Sunday, March 24, 2013

Low Carbin' - Three Cheese Bison Baked "Ziti" Tofu


Since I discovered Shirataki Tofu Noodles at the store, I'm trying to make it a point to work them into more of my meals.  I stumbled across a recipe from Italian Food.com called Baked "ziti" W/ Tofu Shirataki

Brands Used:
Harris Teeter - Fancy Shredded Parmesan Cheese
Harris Teeter - 2% Sharp Cheddar Cheese-Shredded, 1/4 cup
Fresh Meat - Ground Bison, Great Range, 16 oz (113g)
Shirataki Tofu Noodles - Fettuccine Shaped Noodles, 16 OZ

Calories:  405  Carbs:  5g  Fat:  23g  Protein:  43  Sugar:  1  Fiber:  3

Rating:  4/5

Comment:  This dish was very delicious.  The texture of the shirataki noodles is nicely masked among the cheese and bison meat.

Saturday, March 23, 2013

Low Carbin' - Slow Cooker Pork BBQ

Ever since I was a small child, there have only been two great debates among North Carolinians.  The first hot topic for discussion in my state is which college basketball team is better....UNC or Duke?  The second great debate is well.....BBQ.
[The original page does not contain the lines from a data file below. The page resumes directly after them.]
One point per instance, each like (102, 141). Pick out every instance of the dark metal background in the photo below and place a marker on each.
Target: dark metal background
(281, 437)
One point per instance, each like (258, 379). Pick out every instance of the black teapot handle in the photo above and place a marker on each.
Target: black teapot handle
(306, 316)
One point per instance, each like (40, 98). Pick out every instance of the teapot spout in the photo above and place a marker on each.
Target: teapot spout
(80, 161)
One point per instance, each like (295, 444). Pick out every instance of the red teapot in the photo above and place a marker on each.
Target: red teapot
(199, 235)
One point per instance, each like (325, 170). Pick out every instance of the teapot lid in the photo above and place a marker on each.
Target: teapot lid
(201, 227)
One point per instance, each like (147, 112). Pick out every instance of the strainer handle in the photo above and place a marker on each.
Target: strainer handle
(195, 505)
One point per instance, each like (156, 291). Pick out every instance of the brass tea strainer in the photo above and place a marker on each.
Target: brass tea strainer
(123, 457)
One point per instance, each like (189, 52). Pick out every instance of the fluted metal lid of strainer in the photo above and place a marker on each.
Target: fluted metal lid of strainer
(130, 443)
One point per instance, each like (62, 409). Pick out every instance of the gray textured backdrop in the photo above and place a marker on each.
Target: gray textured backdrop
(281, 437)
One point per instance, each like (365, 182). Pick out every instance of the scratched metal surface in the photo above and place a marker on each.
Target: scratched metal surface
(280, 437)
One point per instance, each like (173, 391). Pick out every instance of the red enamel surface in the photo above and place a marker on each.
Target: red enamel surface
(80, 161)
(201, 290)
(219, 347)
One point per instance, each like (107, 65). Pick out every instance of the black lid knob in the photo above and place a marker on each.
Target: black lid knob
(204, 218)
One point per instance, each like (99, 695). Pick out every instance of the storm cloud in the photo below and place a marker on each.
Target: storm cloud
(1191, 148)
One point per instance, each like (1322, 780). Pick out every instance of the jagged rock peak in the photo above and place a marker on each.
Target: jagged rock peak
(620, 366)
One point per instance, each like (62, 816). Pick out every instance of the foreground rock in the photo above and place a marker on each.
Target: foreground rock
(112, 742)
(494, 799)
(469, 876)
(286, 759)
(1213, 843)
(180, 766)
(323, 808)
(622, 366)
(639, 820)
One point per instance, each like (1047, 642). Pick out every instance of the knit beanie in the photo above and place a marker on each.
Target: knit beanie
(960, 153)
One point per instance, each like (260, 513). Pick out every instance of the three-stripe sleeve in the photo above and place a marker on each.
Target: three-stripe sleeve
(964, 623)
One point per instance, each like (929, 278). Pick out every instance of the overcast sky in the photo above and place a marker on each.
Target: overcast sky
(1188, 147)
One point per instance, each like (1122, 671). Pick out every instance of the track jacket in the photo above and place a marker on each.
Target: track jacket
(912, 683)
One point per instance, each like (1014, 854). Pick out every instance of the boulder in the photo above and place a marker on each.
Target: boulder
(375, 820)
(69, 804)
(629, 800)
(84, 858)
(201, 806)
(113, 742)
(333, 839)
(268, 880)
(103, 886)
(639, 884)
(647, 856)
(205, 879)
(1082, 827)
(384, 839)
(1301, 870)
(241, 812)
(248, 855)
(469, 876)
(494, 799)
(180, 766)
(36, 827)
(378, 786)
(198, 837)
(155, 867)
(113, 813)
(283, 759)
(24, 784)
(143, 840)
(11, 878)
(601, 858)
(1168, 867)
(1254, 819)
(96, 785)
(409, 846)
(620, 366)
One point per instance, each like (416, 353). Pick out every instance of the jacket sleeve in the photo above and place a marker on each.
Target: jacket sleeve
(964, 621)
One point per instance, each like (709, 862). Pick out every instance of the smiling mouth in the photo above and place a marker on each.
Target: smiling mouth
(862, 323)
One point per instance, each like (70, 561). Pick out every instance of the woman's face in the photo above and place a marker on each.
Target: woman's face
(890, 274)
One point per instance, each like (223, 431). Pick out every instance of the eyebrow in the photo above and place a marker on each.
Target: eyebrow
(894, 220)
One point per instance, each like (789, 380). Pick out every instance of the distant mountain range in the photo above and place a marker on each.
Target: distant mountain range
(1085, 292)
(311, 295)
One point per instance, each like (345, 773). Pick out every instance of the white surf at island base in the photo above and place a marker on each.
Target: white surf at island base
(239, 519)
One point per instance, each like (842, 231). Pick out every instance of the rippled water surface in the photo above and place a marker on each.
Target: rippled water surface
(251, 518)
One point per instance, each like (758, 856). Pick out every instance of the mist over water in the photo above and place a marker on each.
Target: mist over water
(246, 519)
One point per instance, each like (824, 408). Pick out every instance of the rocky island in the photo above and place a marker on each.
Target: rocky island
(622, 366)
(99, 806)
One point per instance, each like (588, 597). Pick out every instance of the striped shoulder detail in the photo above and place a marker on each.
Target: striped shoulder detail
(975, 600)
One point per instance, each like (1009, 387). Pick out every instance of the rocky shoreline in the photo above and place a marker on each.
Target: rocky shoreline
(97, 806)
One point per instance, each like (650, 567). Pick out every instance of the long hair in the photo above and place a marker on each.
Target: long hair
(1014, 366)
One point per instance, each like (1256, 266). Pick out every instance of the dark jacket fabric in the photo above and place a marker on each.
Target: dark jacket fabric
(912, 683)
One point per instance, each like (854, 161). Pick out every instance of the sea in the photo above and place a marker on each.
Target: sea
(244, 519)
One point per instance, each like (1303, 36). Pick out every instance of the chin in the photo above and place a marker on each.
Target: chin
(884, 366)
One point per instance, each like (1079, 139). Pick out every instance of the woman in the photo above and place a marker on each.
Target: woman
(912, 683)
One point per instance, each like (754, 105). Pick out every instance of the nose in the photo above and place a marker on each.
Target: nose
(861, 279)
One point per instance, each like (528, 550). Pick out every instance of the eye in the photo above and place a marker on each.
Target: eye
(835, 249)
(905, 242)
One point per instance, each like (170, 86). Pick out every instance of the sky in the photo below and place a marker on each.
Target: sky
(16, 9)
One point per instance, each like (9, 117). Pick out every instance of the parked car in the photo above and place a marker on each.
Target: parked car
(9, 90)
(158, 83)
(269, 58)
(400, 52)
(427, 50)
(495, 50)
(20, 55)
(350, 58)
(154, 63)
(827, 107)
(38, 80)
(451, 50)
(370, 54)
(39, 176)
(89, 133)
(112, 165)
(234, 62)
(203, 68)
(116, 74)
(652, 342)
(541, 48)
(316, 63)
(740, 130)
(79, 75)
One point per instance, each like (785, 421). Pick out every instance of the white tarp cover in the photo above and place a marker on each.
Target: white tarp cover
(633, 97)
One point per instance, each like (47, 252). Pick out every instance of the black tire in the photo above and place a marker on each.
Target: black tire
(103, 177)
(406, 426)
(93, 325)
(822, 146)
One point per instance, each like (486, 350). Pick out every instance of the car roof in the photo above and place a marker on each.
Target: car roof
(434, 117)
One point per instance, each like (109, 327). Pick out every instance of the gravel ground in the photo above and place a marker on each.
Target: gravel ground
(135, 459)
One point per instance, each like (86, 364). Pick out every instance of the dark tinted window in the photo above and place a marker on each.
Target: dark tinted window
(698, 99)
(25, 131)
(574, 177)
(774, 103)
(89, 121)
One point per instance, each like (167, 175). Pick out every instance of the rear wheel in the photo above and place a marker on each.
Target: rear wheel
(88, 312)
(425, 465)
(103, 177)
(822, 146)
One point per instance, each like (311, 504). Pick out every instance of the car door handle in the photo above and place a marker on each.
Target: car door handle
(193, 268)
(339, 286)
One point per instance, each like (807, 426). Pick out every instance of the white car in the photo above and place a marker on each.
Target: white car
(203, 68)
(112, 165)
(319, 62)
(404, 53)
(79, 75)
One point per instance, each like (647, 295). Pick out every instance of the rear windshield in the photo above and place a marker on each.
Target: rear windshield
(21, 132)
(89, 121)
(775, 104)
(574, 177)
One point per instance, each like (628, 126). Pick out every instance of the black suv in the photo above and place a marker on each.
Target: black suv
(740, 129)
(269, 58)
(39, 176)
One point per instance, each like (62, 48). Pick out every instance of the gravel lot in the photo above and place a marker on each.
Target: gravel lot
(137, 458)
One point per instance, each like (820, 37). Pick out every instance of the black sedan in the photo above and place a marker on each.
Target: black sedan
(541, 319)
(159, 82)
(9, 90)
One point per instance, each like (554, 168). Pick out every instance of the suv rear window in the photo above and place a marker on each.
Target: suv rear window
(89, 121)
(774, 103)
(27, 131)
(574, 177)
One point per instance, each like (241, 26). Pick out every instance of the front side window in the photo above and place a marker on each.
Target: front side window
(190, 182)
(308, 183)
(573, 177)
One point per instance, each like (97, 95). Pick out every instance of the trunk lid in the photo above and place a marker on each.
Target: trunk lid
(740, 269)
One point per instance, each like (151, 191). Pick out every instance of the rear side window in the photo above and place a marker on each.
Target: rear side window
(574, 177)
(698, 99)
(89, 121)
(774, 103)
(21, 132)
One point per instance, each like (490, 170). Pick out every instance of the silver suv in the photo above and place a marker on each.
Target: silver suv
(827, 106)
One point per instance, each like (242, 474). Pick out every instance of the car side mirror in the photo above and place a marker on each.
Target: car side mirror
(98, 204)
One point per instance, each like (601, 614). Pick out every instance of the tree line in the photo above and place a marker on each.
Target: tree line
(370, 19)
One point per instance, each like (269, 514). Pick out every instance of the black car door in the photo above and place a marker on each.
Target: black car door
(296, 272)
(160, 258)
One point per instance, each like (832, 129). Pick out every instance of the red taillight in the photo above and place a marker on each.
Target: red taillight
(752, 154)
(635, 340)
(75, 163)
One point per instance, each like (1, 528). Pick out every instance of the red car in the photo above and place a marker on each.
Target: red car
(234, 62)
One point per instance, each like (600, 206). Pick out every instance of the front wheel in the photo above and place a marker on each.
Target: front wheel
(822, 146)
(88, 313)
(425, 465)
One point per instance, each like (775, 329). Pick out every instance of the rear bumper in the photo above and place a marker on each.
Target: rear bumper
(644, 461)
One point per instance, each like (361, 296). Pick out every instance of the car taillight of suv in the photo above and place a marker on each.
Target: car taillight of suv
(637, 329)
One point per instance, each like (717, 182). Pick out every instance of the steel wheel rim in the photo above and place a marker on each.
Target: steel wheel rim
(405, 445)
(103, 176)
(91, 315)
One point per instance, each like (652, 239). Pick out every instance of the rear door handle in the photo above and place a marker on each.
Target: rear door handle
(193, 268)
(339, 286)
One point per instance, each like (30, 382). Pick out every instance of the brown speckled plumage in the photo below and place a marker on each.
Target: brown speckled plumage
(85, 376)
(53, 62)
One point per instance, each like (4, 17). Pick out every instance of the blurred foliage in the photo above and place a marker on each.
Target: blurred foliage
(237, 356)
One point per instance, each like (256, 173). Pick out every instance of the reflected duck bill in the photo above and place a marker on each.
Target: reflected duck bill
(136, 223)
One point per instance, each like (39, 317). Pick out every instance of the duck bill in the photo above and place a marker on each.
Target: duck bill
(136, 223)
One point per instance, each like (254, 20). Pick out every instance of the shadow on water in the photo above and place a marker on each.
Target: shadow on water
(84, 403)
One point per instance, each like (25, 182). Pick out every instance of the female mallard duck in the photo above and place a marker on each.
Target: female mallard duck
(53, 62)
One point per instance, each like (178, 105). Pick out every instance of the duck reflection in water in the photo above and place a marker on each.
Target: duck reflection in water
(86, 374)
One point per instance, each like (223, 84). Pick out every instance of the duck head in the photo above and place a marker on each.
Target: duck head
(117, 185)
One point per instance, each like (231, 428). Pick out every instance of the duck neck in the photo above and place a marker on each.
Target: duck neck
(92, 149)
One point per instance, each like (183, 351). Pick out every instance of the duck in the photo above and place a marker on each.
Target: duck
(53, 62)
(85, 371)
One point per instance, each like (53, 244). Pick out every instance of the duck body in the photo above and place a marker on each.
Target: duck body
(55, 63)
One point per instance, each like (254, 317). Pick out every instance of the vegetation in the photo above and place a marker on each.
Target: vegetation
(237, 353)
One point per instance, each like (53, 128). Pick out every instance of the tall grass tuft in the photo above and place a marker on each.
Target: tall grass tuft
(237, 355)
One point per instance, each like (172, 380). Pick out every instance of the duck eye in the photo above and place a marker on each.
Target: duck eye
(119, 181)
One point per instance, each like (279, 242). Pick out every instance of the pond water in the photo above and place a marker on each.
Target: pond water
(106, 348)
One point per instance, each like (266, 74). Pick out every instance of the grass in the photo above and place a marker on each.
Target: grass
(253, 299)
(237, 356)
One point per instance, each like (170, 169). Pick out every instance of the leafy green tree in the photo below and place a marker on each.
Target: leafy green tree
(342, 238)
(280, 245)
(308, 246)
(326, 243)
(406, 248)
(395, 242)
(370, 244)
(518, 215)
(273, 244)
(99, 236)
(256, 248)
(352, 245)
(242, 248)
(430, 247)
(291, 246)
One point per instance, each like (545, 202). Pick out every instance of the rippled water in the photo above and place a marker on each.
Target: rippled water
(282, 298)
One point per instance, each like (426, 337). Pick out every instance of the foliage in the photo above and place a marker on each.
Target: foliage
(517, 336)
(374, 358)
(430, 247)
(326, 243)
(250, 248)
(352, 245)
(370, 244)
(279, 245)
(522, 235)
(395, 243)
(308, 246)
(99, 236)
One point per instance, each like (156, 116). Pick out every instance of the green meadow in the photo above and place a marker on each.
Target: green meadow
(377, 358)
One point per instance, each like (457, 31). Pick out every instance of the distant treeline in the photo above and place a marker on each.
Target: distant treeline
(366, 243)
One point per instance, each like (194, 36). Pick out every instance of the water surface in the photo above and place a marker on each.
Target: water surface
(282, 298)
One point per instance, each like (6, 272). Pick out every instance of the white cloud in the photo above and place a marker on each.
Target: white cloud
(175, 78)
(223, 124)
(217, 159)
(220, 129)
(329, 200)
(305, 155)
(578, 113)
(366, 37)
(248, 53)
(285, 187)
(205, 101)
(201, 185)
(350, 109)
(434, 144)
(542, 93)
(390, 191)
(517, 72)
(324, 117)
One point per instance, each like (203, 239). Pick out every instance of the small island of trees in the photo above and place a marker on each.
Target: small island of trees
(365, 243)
At the store a few weeks ago I bought a 2 pound pork tenderloin for under $5!  That my friends, is a deal.  It has been sitting in my freezer ever since and I didn't have a clue on what to do with it.  UNTIL, I stumbled across this recipe from Healthy Low Carb Living - BBQ Pork Loin. 

SAY WHATTT?  BBQ Pork loin, how can you go wrong?  Although, I'm pretty picky about my BBQ.  Especially since NC is famous for it....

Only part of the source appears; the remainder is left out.